Hal itu karena kedua orang tuanya sudah broken home. Meski demikian, Defri selalu tersenyum di hadapan teman-teman. Ia tak pernah mengeluh akan persoalan biduk rumah tangga orang tuanya. “Semua ini aku tutup rapat-rapat agar tidak ada yang mengetahuinya,” cetus Defri.
Baginya, teman adalah segalanya. Kebaikan terhadap teman akan menjadikan dirinya lebih semangat. Kini Defri terus menyongsong untuk melanjutkan usaha orangtuanya. Ia berusaha tidak mengecewakan orang tua meski kuliahnya tak selesai. Aku dan Defri mulai terpisah sejak selesai kuliah. Aku pulang ke kampung halaman. Begitu dia pulang ke rumah orang tuanya di Pekalongan. Lama tak terdengar, Defri ternyata sudah menikah. Ia sempat menghubungiku dan menanyakan kondisiku.
“Apa kabar? Sehat ya. Saya sekarang udah nikah dan dikaruniai anak,” ujar Defri saat menghubungikan. Aku pun demikian menjawab pertanyaannya. “Alhamdulillah sehat,” jawabku pada dia. Dia juga mengatakan kalau kondisinya kini membaik, namun untuk kesehatan mengalami penurunan. “Iya, itu mungkin dampak saya suka narkoba,” cetus Defri.
Meski berusaha untuk meninggalkan kebiasaannya, namun Defri mengaku sudah menjadi kecanduan dalam mengonsumsi obat. Baik itu obat untuk kesehatan maupun obat-obatan.

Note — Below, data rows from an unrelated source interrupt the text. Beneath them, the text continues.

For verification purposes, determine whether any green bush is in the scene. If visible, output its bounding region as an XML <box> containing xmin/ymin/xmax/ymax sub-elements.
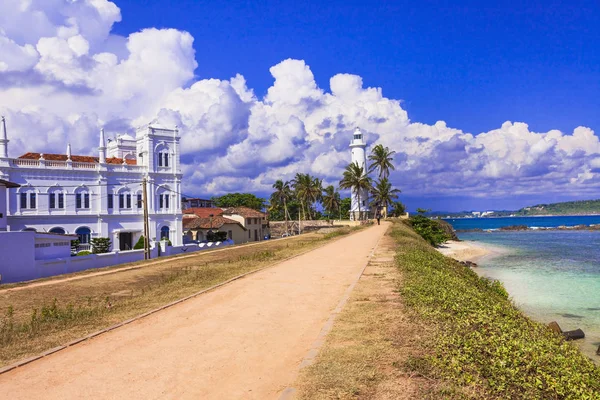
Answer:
<box><xmin>90</xmin><ymin>238</ymin><xmax>110</xmax><ymax>254</ymax></box>
<box><xmin>393</xmin><ymin>224</ymin><xmax>600</xmax><ymax>399</ymax></box>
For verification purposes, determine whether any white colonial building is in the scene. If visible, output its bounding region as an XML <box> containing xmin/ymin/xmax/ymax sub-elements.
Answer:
<box><xmin>0</xmin><ymin>118</ymin><xmax>182</xmax><ymax>250</ymax></box>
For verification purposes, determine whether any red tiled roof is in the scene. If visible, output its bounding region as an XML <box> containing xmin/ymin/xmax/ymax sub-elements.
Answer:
<box><xmin>183</xmin><ymin>207</ymin><xmax>223</xmax><ymax>218</ymax></box>
<box><xmin>183</xmin><ymin>215</ymin><xmax>245</xmax><ymax>229</ymax></box>
<box><xmin>19</xmin><ymin>153</ymin><xmax>137</xmax><ymax>165</ymax></box>
<box><xmin>223</xmin><ymin>207</ymin><xmax>266</xmax><ymax>218</ymax></box>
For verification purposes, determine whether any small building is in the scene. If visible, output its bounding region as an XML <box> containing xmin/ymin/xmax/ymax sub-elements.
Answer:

Komunikasi yang sudah berlangsung hingga 10 tahun itu mengenangkan saya betapa baik dan tidak lupanya Defri untuk mencari teman. Awalnya, saya pun lupa akan nomor telponnya. Ternyata dia diam-diam mencari nomor telepon saya yang sudah sering berganti. “Kita tetap teman, ya. Kapan mau main ke Jawa lagi. Ayo kito ngumpul di Jogja,” ajaknya. Sayangnya, tawaran Defri tidak berlanjut. Kami tidak dipertemukan kembali. Dia dikabarkan tutup usia karena menderita penyakit kronis. Itupun saya dapat info dari teman-teman kampus bahwa Defri telah tiada.
Meskipun dia telah tiada. Namun banyak kenangan yang kami lakukan. Usai yang tak muda lagi hanya berdoa agar Defri bisa diterima di sisi-Nya. ***
Nabila Ipeh. Penulis Mahasiswi UIN Raden Fatah Palembang.